Les autorités (ANSSI, CERT-FR, Europol) déconseillent le paiement pour trois raisons :

  1. Vous n’avez aucune garantie de recevoir une clé fonctionnelle — 35 % des payeurs ne reçoivent rien ou seulement une clé partielle.
  2. Cela finance les prochaines attaques — les groupes de ransomwares évoluent avec leurs revenus.
  3. Peut enfreindre les réglementations sur les sanctions UE — si le groupe figure sur la liste de sanctions (LockBit, certains acteurs d’origine russe), le paiement constitue une violation des sanctions.

Mieux vaut investir dans la reprise depuis une sauvegarde et dans la prévention pour l’avenir.

Obligations de notification

En cas d’incident grave, vous avez des obligations légales de signalement :

  • RGPD art. 33 — incident présentant un risque pour les droits des personnes concernées : notification à la CNIL dans les 72 heures
  • RGPD art. 34 — risque élevé : notification des personnes concernées
  • NIS2 — secteurs régulés : alerte précoce à l’ANSSI dans les 24h, notification officielle dans les 72h
  • DORA — secteur financier : régulateur financier national (AMF, ACPR en France)
  • Contractuelles — les clients ont souvent une notification de 24 à 72h dans les contrats

Préparez des modèles de notifications à l’avance pour ne pas perdre des heures critiques lors d’un incident.

Modulario et la défense contre les malwares

Modulario intègre des mesures qui préviennent de nombreux vecteurs d’infection :

  • Hébergement UE avec infrastructure certifiée ISO 27001 — surveillance de sécurité, EDR sur tous les serveurs
  • Sauvegardes chiffrées avec immuabilité de 7 jours — ransomware depuis l’infrastructure du fournisseur pratiquement exclu
  • Sandbox pour les téléchargements de fichiers — les pièces jointes téléchargées sont analysées
  • Rate limiting et détection d’anomalies dans l’API
  • Journal d’audit de chaque action pour la traçabilité forensique après un incident

Pour des mesures de cyberdéfense d’entreprise plus larges, voir le pilier Cybersécurité des données d’entreprise et l’article Sécurité sur Internet pour les entreprises.

Questions fréquentes

Quelle est la différence entre un virus et un malware ? Le malware est le terme générique pour tout code malveillant — virus, trojans, ransomwares, spywares, vers. Un virus est un type spécifique de malware qui se propage en s’attachant à d’autres fichiers et nécessite une action de l’utilisateur (ouverture). En 2026, le virus classique n’est qu’une petite partie des menaces — les trojans (90 % des infections) et les ransomwares dominent.

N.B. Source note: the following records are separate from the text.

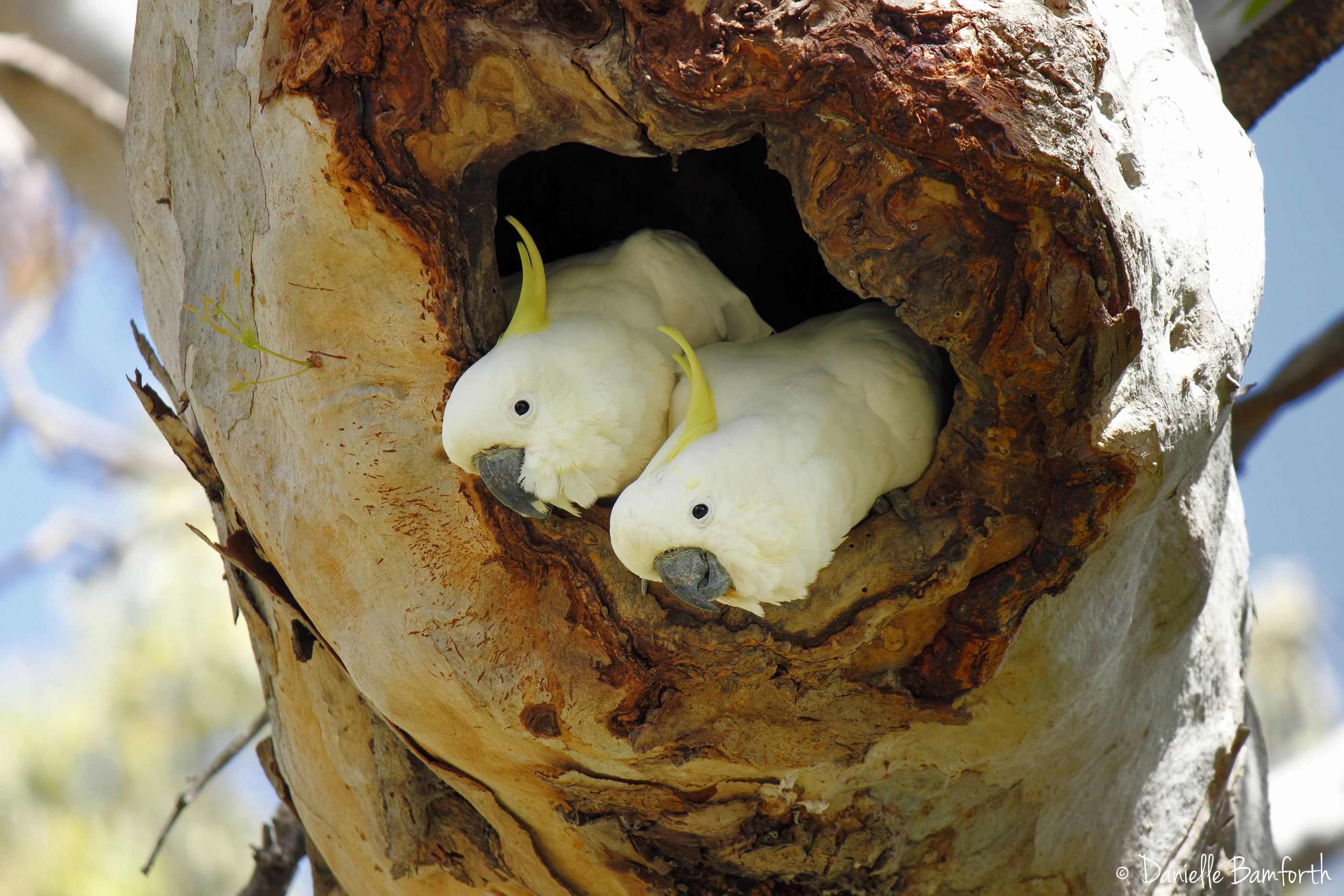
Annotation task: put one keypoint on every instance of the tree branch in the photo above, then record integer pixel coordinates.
(24, 54)
(1311, 366)
(283, 844)
(204, 778)
(1279, 56)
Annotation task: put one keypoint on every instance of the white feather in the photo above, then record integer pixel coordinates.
(600, 375)
(814, 425)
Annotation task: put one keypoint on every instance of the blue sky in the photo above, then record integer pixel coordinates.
(1292, 483)
(1292, 478)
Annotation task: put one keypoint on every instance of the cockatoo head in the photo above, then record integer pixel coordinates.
(714, 516)
(552, 413)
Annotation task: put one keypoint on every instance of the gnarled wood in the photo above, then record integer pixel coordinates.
(982, 699)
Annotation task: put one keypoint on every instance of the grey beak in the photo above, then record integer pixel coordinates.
(696, 575)
(501, 469)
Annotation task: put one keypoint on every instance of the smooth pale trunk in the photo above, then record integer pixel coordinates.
(1042, 690)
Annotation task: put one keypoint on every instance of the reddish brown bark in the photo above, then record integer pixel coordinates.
(983, 246)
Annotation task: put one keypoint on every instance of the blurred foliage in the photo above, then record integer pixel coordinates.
(1289, 673)
(1252, 9)
(100, 735)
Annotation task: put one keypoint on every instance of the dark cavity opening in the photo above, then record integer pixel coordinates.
(575, 199)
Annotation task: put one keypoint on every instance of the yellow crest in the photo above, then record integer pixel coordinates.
(530, 315)
(701, 418)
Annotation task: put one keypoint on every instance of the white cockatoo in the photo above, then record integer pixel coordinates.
(763, 478)
(573, 401)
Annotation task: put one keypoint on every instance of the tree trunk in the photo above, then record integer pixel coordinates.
(1034, 688)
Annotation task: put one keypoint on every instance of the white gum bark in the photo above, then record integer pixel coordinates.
(1115, 726)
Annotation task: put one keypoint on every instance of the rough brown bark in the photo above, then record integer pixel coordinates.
(464, 699)
(1279, 56)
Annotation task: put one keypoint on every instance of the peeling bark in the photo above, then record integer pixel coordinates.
(1029, 687)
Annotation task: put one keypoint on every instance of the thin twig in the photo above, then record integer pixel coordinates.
(1279, 56)
(204, 778)
(1309, 367)
(283, 844)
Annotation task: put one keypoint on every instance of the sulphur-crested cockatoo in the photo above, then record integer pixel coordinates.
(573, 401)
(763, 478)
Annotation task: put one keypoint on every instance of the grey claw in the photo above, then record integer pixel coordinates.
(901, 504)
(694, 575)
(502, 471)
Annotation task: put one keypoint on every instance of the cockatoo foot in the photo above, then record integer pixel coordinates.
(898, 502)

Un antivirus classique me suffit-il ? En 2026, non. Les antivirus classiques basés sur les signatures ne détectent que les menaces connues et résistent à 60 à 70 % des attaques. Les systèmes EDR (Endpoint Detection and Response) modernes utilisent la détection comportementale qui capture aussi les menaces inconnues (zero-day). Pour un déploiement en entreprise, un EDR (Microsoft Defender for Endpoint, CrowdStrike, SentinelOne, ESET PROTECT) est le standard obligatoire, l’antivirus classique est insuffisant.

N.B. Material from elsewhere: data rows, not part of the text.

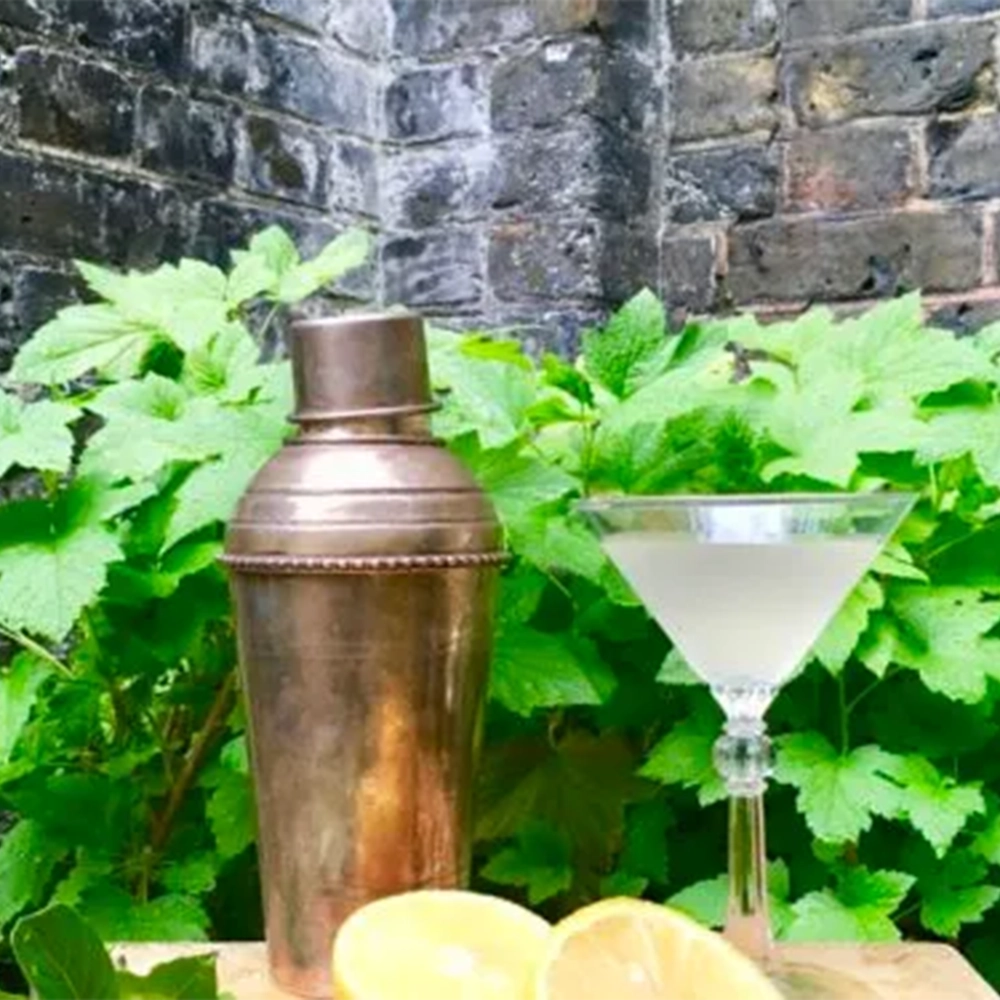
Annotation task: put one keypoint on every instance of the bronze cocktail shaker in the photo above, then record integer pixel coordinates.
(363, 559)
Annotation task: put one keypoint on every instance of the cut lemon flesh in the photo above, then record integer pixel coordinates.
(627, 949)
(438, 944)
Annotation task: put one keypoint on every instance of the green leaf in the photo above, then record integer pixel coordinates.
(838, 641)
(62, 958)
(539, 861)
(838, 794)
(35, 435)
(182, 979)
(533, 669)
(82, 339)
(615, 355)
(935, 805)
(953, 894)
(860, 910)
(345, 253)
(28, 858)
(19, 687)
(684, 756)
(945, 638)
(59, 567)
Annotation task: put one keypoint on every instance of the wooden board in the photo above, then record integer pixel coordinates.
(882, 972)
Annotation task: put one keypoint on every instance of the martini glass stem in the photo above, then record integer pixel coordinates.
(744, 757)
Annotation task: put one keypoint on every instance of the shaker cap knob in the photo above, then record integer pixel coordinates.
(360, 365)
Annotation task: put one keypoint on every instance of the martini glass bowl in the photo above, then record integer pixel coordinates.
(743, 586)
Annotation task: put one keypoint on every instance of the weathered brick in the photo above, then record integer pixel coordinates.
(546, 85)
(721, 97)
(909, 71)
(964, 154)
(74, 104)
(437, 103)
(546, 260)
(809, 19)
(433, 269)
(148, 32)
(596, 169)
(44, 210)
(738, 182)
(422, 189)
(353, 171)
(306, 13)
(186, 137)
(816, 258)
(285, 73)
(714, 25)
(688, 265)
(853, 167)
(282, 160)
(944, 8)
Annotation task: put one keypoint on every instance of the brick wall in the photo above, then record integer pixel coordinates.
(133, 131)
(835, 151)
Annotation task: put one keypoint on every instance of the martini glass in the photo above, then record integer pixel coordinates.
(744, 585)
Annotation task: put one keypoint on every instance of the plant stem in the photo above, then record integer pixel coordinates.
(29, 644)
(214, 722)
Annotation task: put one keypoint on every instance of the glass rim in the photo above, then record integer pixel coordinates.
(595, 505)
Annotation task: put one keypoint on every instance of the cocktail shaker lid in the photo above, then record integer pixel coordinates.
(368, 364)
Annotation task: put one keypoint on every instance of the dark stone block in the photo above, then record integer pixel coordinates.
(437, 103)
(284, 73)
(721, 25)
(282, 160)
(689, 265)
(73, 104)
(186, 137)
(45, 209)
(849, 168)
(738, 182)
(148, 32)
(912, 70)
(433, 269)
(721, 97)
(422, 189)
(944, 8)
(588, 167)
(353, 173)
(546, 260)
(816, 258)
(547, 85)
(964, 156)
(809, 19)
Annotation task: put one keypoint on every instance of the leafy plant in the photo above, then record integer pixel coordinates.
(122, 762)
(121, 749)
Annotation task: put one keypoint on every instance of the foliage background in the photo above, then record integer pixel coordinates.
(123, 770)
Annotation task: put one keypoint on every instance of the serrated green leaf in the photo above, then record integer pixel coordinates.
(345, 253)
(684, 756)
(62, 958)
(839, 639)
(633, 335)
(946, 640)
(860, 910)
(954, 894)
(837, 794)
(539, 861)
(82, 339)
(182, 979)
(35, 435)
(19, 687)
(935, 805)
(533, 670)
(28, 858)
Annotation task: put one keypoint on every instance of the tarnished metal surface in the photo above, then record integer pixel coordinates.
(363, 559)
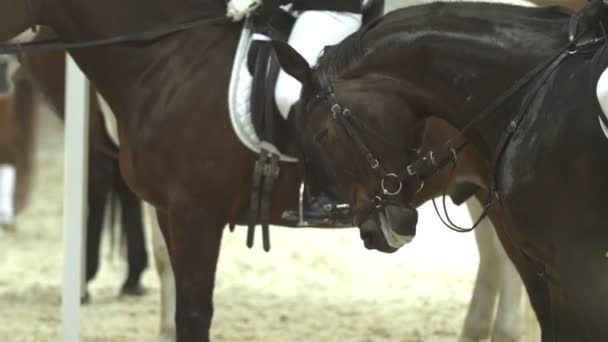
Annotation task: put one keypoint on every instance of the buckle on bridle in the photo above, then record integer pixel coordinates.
(383, 185)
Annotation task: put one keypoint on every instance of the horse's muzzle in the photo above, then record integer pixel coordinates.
(389, 228)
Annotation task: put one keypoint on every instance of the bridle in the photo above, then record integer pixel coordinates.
(391, 183)
(430, 163)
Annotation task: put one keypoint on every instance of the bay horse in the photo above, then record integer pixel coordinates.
(17, 133)
(44, 73)
(178, 151)
(431, 61)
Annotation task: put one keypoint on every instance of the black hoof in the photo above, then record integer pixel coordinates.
(85, 298)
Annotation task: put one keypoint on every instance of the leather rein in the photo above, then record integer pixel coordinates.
(428, 164)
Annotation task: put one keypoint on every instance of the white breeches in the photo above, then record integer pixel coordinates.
(312, 31)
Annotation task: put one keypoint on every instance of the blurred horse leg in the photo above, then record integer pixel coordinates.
(508, 322)
(26, 101)
(132, 225)
(478, 322)
(496, 278)
(165, 275)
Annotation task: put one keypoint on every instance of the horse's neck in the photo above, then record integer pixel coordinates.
(119, 71)
(459, 89)
(464, 58)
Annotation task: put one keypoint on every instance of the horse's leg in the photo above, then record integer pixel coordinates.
(508, 322)
(194, 244)
(573, 5)
(25, 102)
(165, 275)
(478, 321)
(132, 225)
(530, 272)
(97, 196)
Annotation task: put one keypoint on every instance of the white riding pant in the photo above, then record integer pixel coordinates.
(601, 91)
(312, 31)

Que faire si un ordinateur est infecté ? Cinq étapes immédiates : (1) déconnecter l’appareil du réseau (câble ethernet + Wi-Fi) pour empêcher la propagation du malware, (2) ne pas allumer ni éteindre l’appareil — préserver l’état pour l’analyse forensique, (3) signaler immédiatement au service IT ou via le canal interne #security-incident, (4) NE PAS saisir de mots de passe ni se connecter à d’autres services depuis l’appareil, (5) l’équipe IT effectue l’analyse forensique, l’isolation et la reprise. Pour les ransomwares : NE PAS payer la rançon — cela n’aide généralement pas, finance les attaquants et peut en plus enfreindre les réglementations sur les sanctions.